Let's first prove that $X$ and $Y$ are the midpoint of their respective arcs. It suffices to prove that $AMIN$ is a rhombus. let $BC=a$ and define $b,c$ respectively. $AN=b*\frac {c}{a+b+c}=c*\frac {b}{a+b+c}=AM$. Thus, $IA$ is perpendicular to $XY$ and since $\angle XIY=\angle BAC=180-\angle XZY$(easy angle chasing), $I$ is the orthocenter of $\triangle XYZ$.

So first of all I will define some phantom points..... $Y'$ is the midpoint of the arc $AC$, and $X'$ is the midpoint of the arc $AB$ In this post I will show that $Y'\equiv Y$ By an easy angle-chase one can get that $CINY'$ is cyclic ( $\angle INC = \angle IY'C = \angle BAC$) So now we know that $\angle INY' = 90+ \frac{1}{2} \angle BAC$ Now from the problem we know that $ANIM$ is a rhombus (because of the angles $\angle IAN =\angle AIN$, thus $AN=NI$ same holds for $\triangle AMI$) Thus $\angle INM = 90 - \frac{1}{2}\angle BAC$ So now we see that $\angle INY' + \angle INM = 180$ Thus we see that $Y' \equiv Y$ So we do the same procedure for $X'$.Thus points $X,Y$ are midpoints of arcs. So now by the EGMO lemma 1.42, we have proven the problem.......

EulersTurban wrote: So first of all I will define some phantom points..... $Y'$ is the midpoint of the arc $AC$, and $X'$ is the midpoint of the arc $AB$ In this post I will show that $Y'\equiv Y$ By an easy angle-chase one can get that $CINY'$ is cyclic ( $\angle INC = \angle IY'C = \angle BAC$) So now we know that $\angle INY' = 90+ \frac{1}{2} \angle BAC$ Now from the problem we know that $ANIM$ is a rhombus (because of the angles $\angle IAN =\angle AIN$, thus $AN=NI$ same holds for $\triangle AMI$) Thus $\angle INM = 90 - \frac{1}{2}\angle BAC$ So now we see that $\angle INY' + \angle INM = 180$ Thus we see that $Y' \equiv Y$ So we do the same procedure for $X'$.Thus points $X,Y$ are midpoints of arcs. So now by the EGMO lemma 1.42, we have proven the problem....... What isEGMOlemma 1.42?
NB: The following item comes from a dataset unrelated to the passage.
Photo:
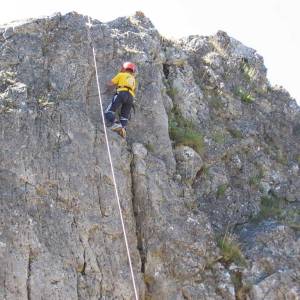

probably this Quote: Lemma 1.42 Let $ABC$ be an acute triangle inscribed in circle $\omega$. Let $X$ be the midpoint of the arc $BC$ not containing $A$ and define $Y,Z$ similarly. Show that the orthocenter of $\triangle{XYX}$ is the incenter $I$ of $\triangle{ABC}$ a lemma in the book Euclidean Geometry in Mathematical Olympiads by Evan Chen

parmenides51 wrote: probably this Quote: Lemma 1.42 Let $ABC$ be an acute triangle inscribed in circle $\omega$. Let $X$ be the midpoint of the arc $BC$ not containing $A$ and define $Y,Z$ similarly. Show that the orthocenter of $\triangle{XYX}$ is the incenter $I$ of $\triangle{ABC}$ a lemma in the book Euclidean Geometry in Mathematical Olympiads by Evan Chen Thanks

Or just note that $XI\perp YZ$ and the reflection of $I$ across $YZ$, which is $A$, lies on $(XYZ)$.

In fact, we can generalize so that $I$ does not have to be the incenter, it can be any point on the $A$-angle bisector.